This article is about cochlear excitotoxicity (as requested by our editor-in-chief). This topic has recently become of interest to us in audiology because of its involvement in inner hair-cell synaptic damage (synaptopathy) caused by acoustic overstimulation. However, long before the focus on “hidden hearing loss” we have known that cochlear excitotoxicity is responsible for the degeneration of spiral ganglion neurons after inner hair-cell loss, and it also underlies peripheral tinnitus generation immediately following acute cochlear injury.
In brief, excitotoxicity is the degeneration or death of neurons when over-activated by excessive amounts of neurotransmitters. Excitotoxicity is largely confined to neural systems that use the neurotransmitter glutamate, and given that glutamate is the predominant excitatory transmitter in the brain, it is not surprising that many brain pathologies result from or are exacerbated by excitotoxicity. For example, it contributes to traumatic brain injury, epilepsy, stroke, spinal cord injury, and certain neurodegenerative diseases. In most cases, there is some initial insult that damages a localized population of neurons. These degenerating cells release large quantities of glutamate neurotransmitter that causes excessive over-activation and ultimately the death of neurons in surrounding tissue. In this way, excitotoxicity is typically a secondary event, but often causing more extensive brain damage than the initial insult.

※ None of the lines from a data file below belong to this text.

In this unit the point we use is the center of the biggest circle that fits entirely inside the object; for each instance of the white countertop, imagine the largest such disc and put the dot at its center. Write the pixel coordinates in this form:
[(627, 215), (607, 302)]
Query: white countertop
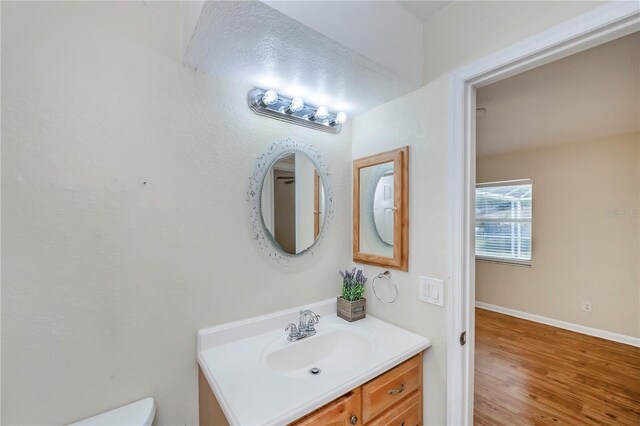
[(232, 358)]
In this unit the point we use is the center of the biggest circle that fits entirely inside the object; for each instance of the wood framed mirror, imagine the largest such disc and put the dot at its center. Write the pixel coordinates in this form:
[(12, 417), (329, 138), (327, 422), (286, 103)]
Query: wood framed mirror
[(381, 209)]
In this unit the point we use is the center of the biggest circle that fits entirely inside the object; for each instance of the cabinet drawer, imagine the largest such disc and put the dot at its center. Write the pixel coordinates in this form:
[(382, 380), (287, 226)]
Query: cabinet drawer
[(391, 387), (344, 411), (406, 413)]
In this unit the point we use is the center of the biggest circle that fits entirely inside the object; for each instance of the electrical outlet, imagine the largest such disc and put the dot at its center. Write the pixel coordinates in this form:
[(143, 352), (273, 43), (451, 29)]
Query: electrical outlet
[(431, 291)]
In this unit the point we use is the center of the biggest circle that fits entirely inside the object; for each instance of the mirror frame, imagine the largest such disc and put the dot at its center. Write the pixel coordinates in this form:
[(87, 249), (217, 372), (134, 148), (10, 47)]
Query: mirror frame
[(400, 159), (260, 233)]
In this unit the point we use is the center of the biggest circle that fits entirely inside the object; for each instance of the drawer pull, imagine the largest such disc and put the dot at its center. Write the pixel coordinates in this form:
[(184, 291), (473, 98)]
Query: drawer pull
[(397, 391)]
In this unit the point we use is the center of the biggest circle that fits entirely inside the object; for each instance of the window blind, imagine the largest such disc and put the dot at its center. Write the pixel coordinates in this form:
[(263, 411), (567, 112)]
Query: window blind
[(503, 221)]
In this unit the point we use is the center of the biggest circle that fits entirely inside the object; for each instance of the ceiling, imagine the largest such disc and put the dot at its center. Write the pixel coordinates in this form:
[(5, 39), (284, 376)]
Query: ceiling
[(423, 10), (591, 95), (258, 45)]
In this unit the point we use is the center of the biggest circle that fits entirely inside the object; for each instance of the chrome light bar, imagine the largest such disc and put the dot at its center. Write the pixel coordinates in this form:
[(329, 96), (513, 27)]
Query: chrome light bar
[(294, 111)]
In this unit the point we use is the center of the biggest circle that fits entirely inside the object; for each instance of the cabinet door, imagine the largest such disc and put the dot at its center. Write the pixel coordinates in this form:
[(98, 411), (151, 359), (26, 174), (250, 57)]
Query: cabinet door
[(406, 413), (391, 388), (343, 411)]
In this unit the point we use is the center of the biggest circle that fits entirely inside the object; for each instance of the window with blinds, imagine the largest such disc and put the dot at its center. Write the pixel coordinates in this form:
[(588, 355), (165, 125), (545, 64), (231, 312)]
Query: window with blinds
[(503, 221)]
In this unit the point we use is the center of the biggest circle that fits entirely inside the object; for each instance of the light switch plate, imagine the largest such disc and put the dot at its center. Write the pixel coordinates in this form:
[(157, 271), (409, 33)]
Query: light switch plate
[(431, 291)]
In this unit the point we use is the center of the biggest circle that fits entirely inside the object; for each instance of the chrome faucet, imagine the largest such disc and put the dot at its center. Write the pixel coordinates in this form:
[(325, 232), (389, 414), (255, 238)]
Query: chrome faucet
[(305, 328)]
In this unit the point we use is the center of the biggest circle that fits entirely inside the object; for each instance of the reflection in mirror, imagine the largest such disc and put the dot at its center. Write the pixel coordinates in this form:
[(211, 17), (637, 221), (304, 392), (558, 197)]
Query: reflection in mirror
[(383, 208), (293, 203), (377, 212)]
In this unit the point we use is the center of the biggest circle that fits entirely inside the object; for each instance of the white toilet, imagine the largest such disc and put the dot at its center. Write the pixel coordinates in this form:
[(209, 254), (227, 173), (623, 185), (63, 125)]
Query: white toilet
[(139, 413)]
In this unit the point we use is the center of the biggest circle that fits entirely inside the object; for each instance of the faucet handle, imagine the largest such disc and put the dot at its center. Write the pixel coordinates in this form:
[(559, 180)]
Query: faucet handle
[(292, 327), (294, 334)]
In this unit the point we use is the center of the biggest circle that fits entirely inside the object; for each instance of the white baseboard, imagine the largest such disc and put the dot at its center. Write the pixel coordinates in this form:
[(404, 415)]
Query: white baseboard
[(620, 338)]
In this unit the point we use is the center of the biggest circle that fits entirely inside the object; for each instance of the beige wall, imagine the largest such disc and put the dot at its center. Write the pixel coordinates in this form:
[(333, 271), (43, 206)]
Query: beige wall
[(420, 121), (105, 280), (585, 234), (469, 30)]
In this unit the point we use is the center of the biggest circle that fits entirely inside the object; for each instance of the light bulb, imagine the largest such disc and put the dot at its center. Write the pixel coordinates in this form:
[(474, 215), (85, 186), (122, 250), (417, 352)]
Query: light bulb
[(341, 118), (270, 97), (296, 105), (321, 112)]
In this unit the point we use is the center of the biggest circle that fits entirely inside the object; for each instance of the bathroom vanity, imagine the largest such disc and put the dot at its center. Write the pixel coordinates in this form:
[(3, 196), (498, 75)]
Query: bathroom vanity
[(360, 373)]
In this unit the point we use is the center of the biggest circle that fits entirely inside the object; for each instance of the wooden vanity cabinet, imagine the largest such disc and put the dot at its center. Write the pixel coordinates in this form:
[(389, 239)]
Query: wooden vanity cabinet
[(343, 411), (393, 398)]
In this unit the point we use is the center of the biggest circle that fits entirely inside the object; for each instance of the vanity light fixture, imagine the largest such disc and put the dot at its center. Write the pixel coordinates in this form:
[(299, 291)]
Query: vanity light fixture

The basic mechanisms of glutamate excitotoxicity have been well studied. Essentially, glutamate neurotransmitter is released from a neuron (or a hair cell) and activates certain types of glutamate receptors at adjacent neurons’ post-synaptic site. This initiates the opening of a limited number of ion channels in the cell membrane, resulting in the neuron’s depolarization (activation). During this process, minimal amounts of sodium, potassium, and calcium ions leak across the cell membrane. However, when damaged cells release abnormally high or long-lasting glutamate levels, large numbers of membrane ion channels open and remain open in the connecting neurons, and ions flood into the cell. In particular, the high level of calcium ion influx is more than homeostatic mechanisms of the cell can handle, and this most often leads to apoptosis (i.e., cell death).
Cochlear excitotoxicity can occur with various degrees of severity. Exposure to intense acoustic signals or direct trauma to the cochlea can damage inner hair cells, and then through excitotoxic effects, damage or kill spiral ganglion cells. The result can be a permanent hearing loss. During the period when spiral ganglion cells (a.k.a. cochlear afferent neurons) are over-excited and rapidly firing action potentials, there is a resulting subjective percept of tinnitus. This form of tinnitus lasts only as long as the excitotoxic events, which in time will reduce as the affected neurons die completely or perhaps recover. You may be interested in a rather unique experimental study by my research team at SickKids on the time-course of excitotoxicity induced by injury to the cochlea.
With acoustic overstimulation at levels that are too low to injure hair cells permanently, they can nevertheless damage the synapses of inner hair cells. This type of inner hair cell synaptopathy can cause permanent excitotoxic degeneration of spiral ganglion cells and the survival of inner hair cells. This is the basis for our current understanding of the cause of “hidden hearing loss.”
Given the importance of this pathological mechanism in contributing to hearing dysfunction (including tinnitus), interventions may become available to prevent excitotoxicity. For example, a very recent publication has described pharmacological treatments that might block or deactivate the cell membrane channels that allow massive calcium influx and cell death in excitotoxicity. This and other agents could offer protection against noise-induced cochlear injury (and the associated hearing loss).